Module 4: Adobe PDF

Module 4 Adobe PDF

Adobe's Portable Document Format (PDF) is by far the most common format for allowing users to view documents without having to have the original software in which the documents were created. The Acrobat Reader software is free and comes built in to most browsers.

PDF documents may range from fully accessible to completely inaccessible, depending largely on how the document was created.

Tagged PDFs

PDF documents contain semantic elements called tags; the hierarchical structure of tags in a PDF document is referred to as the tag tree. Editing the tag tree requires Adobe Acrobat Pro, and is best left to professionals (and even they don't like to do it.) It's very difficult to edit the tag tree without damaging the file, so changes are always best made in the original document.

To create a tagged PDF, start with a Word, PowerPoint, or other file that already has the appropriate semantic information (e.g., headers, lists, tables, etc.) included in it.

  1. Click File > Save As, and select the desired location.
  2. Select PDF from the drop-down menu.
  3. Select Best for electronic distribution and accessibility.
  4. Click Export.

Important note: Make sure to use the Save As option rather than selecting PDF as an option from the Print menu. "Printing" a file as a PDF will strip out all the tags.

Scanned PDFs

Unless it has been processed by an Optical Character Reader (OCR), a scanned PDF document is basically just one big picture.

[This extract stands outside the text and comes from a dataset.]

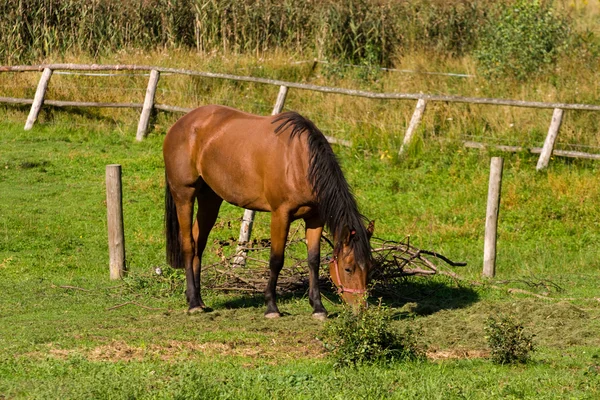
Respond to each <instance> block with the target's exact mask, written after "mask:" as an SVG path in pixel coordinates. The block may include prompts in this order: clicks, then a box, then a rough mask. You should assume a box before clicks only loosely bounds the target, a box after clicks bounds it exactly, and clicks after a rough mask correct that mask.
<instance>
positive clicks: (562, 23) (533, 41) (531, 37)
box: [475, 0, 571, 80]
mask: <svg viewBox="0 0 600 400" xmlns="http://www.w3.org/2000/svg"><path fill="white" fill-rule="evenodd" d="M570 34H571V28H570V25H569V22H568V20H567V19H566V18H564V17H561V16H559V15H557V14H555V13H554V12H553V11H552V9H551V8H550V5H549V4H548V2H546V1H531V0H516V1H515V2H514V4H512V5H510V6H506V5H502V6H501V8H500V9H499V10H497V11H496V12H492V13H491V16H490V17H489V18H488V21H487V24H486V26H485V27H484V29H483V31H482V33H481V37H480V41H479V47H478V49H477V51H476V52H475V56H476V58H477V60H478V62H479V64H480V69H481V72H482V73H483V74H484V75H485V76H487V77H497V76H501V75H505V76H510V77H514V78H517V79H519V80H524V79H526V78H528V77H530V76H532V75H534V74H536V73H539V72H542V71H543V70H544V69H546V68H547V67H548V66H550V65H553V64H554V63H555V62H556V59H557V57H558V55H559V54H560V53H561V52H562V51H563V50H565V49H566V48H567V47H568V43H569V38H570Z"/></svg>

A screen reader will interpret it as an image, and so not provide any usable information to the user.

Where possible, it's always better to have a PDF that was created electronically using the original document. In the case of older documents--books and journal articles, for example--it's important to obtain the highest quality scan possible. OCR processing is only as good as the image that is fed into it, so scans that are low-resolution, crooked, or "dirty" will not return a good result.

There are free OCR services Links to an external site. available on the web. They aren't as good as high-end book scanners, but they do a pretty good job if given high-quality input.

For instance, if we enter this pragraph from a Jane Austen novel:

Scanned image of a page from Pride and Prejudice. Text follows.

 

into the Free OCR site, it yields the following result:

 “Come. Darcy," said he, "I must have you dance. I hate to see you standing about by yourself in this stupid manner. You had much better dance.”
“I certainly shall not. You know how I detest it, unless I am particularly acquainted with my partner. At such an assemth as this. it would be insupportable. Your sisters are engaged, and there is not another woman in the room whom it would not be a punishment to me to stand up with.”
‘I would not be so fastidious as you are." cried Bingley. “for a kingdom! Upon my honour, I never met with so many pleas- ant girls in my life as I have this evening; and there are several of them. you see. uncommonly pretty.”